Sevgili Dünya,
Duymak istemeyip kulaklarımızı tıkadığımız ama bir o kadar merakla beklediğimiz gelecek için bugün ne yaptık? Hayır hayır, ertesi günün yemeğini hazırlayıp dolaba kaldırmaktan söz etmiyorum. Anlatmak istediğim yarın giyeceğimiz gömleği bugün ütülemek de değil. Merak ettiğim bugün kumbaraya neyi ne kadar attığımız. Az önce yağan yağmurun ne kadarını saksıdaki çiçeklerimize sunduğumuz. Düşündüklerimizin kaçını pervasızca konuştuğumuz. Güneşin ne kadarını pencereden içeri aldık bugün? Kaçının saçını okşadık umutlarımızın? Ah sevgili dünya, birkaçımız çoktan hayalleri için darağaçlarını hazırlamış. Derdini dökmeye gittiği dereye çocukluğunu yem etmiş biri. İhtişamlı gülümsemesini uyutup sonu mutlu biten masalları unutmuş.

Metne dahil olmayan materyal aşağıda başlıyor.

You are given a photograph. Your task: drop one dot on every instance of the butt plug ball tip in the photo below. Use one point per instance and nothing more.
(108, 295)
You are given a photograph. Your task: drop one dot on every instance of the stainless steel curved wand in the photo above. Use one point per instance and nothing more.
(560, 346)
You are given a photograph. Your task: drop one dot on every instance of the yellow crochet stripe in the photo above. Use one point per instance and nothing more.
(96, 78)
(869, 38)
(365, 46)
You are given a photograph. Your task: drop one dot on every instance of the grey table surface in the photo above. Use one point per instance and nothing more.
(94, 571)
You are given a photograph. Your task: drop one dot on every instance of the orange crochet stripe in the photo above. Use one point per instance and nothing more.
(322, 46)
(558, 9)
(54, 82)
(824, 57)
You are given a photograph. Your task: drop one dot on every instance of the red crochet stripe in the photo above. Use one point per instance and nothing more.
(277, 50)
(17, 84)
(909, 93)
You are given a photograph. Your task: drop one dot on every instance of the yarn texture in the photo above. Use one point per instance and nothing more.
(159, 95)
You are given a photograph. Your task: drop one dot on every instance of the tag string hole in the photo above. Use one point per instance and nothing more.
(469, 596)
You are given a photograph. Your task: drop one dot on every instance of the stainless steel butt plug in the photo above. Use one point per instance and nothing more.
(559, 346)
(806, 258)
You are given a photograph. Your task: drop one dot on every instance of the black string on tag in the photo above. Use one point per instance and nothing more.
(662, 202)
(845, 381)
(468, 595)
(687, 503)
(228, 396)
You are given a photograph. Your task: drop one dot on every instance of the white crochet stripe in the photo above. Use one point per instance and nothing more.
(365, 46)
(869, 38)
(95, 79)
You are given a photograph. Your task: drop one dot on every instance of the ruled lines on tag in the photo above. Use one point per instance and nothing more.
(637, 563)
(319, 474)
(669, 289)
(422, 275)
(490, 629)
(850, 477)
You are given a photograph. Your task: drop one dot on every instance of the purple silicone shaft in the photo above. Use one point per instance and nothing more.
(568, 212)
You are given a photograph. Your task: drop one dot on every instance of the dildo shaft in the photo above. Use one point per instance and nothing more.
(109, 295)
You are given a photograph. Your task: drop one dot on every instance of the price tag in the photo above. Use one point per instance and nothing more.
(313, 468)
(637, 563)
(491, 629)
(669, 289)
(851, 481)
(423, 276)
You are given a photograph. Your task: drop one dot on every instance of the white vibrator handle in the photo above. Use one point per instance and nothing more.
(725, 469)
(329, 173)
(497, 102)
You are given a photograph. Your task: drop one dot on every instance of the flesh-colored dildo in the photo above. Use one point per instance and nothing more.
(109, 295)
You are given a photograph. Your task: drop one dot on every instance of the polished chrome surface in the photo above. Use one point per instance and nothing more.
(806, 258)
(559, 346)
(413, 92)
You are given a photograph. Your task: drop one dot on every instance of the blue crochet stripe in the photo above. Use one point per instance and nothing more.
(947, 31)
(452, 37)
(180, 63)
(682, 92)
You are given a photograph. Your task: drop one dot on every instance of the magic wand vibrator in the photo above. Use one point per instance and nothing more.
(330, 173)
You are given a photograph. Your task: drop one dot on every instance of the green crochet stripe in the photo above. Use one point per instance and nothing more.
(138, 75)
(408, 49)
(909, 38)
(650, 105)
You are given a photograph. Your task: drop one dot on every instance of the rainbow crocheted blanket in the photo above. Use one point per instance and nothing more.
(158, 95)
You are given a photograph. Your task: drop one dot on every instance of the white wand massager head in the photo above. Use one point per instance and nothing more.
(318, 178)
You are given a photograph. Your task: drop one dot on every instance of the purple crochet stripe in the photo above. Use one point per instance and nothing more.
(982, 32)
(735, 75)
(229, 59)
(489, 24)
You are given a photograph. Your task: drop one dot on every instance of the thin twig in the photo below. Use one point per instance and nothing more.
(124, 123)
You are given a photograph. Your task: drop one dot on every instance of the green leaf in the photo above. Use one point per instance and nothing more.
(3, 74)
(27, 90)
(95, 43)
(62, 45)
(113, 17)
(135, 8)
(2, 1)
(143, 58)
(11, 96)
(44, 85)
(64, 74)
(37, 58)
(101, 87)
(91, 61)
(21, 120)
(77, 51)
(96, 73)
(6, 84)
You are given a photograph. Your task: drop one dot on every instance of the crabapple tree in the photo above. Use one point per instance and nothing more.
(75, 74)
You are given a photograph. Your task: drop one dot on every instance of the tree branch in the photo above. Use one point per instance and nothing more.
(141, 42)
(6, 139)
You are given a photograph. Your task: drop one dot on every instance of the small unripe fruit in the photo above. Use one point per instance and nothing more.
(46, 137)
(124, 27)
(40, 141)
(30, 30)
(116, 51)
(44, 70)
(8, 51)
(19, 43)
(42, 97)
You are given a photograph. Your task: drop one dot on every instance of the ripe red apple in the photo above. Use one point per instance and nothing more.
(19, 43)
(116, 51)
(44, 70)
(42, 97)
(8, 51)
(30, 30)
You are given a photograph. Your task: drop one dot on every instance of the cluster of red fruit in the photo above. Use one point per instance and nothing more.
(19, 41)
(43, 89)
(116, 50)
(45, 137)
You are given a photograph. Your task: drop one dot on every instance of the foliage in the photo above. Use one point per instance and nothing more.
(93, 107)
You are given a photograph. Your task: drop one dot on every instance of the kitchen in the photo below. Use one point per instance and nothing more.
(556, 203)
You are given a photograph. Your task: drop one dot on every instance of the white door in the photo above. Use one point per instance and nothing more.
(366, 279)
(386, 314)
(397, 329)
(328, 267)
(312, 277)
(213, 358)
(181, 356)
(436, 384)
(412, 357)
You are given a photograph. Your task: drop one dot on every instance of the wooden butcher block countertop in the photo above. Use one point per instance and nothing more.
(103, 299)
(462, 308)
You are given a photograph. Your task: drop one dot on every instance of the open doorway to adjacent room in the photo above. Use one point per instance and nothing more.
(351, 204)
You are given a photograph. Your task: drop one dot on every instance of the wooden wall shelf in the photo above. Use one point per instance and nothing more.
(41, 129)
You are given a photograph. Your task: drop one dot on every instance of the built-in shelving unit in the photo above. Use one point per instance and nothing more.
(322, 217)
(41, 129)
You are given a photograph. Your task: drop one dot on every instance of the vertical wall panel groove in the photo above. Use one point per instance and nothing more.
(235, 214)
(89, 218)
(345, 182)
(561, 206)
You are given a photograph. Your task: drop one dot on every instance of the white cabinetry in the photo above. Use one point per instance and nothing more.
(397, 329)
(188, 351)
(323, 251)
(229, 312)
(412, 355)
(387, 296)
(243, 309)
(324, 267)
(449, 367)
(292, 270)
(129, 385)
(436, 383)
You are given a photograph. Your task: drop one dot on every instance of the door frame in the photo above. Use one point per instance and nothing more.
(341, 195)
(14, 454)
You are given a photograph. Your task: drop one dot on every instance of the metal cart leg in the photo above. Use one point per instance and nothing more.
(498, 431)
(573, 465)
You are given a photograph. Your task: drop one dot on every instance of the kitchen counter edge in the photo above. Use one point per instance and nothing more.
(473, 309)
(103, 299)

Sahi sen ne yapıyorsun şu sıralar sevgili dünya? Cemrelerin bugün toprağa düştü, duydum. Bugün bir ağacının gölgesinde oturdum onca koşuşturmanın arasında. Yağmurla aramız şeker renkti ama hallettik çoktan. Kumbarama birkaç tane yıldızından atıyorum izninle. İki dirhem bir çekirdek olmuşlar bu gece, gözlerimi alamıyorum onlardan.
İşte vakit geldi. Herkes uyuyor. Ama sen uyumazsın çünkü bilirsin ki sen uyursan yıldızlar kaybolmaz güneş yeniden doğmaz. Tam da bu yüzden günaydın dünya. Darağaçlarının bulunduğu bahçelerdeki tüm çiçeklere, gölgesinde dinlenilmeyen tüm ağaçlara, tenimizi ferahlatmayan tüm su damlacıklarına kısacası tüm dünyalara günaydın.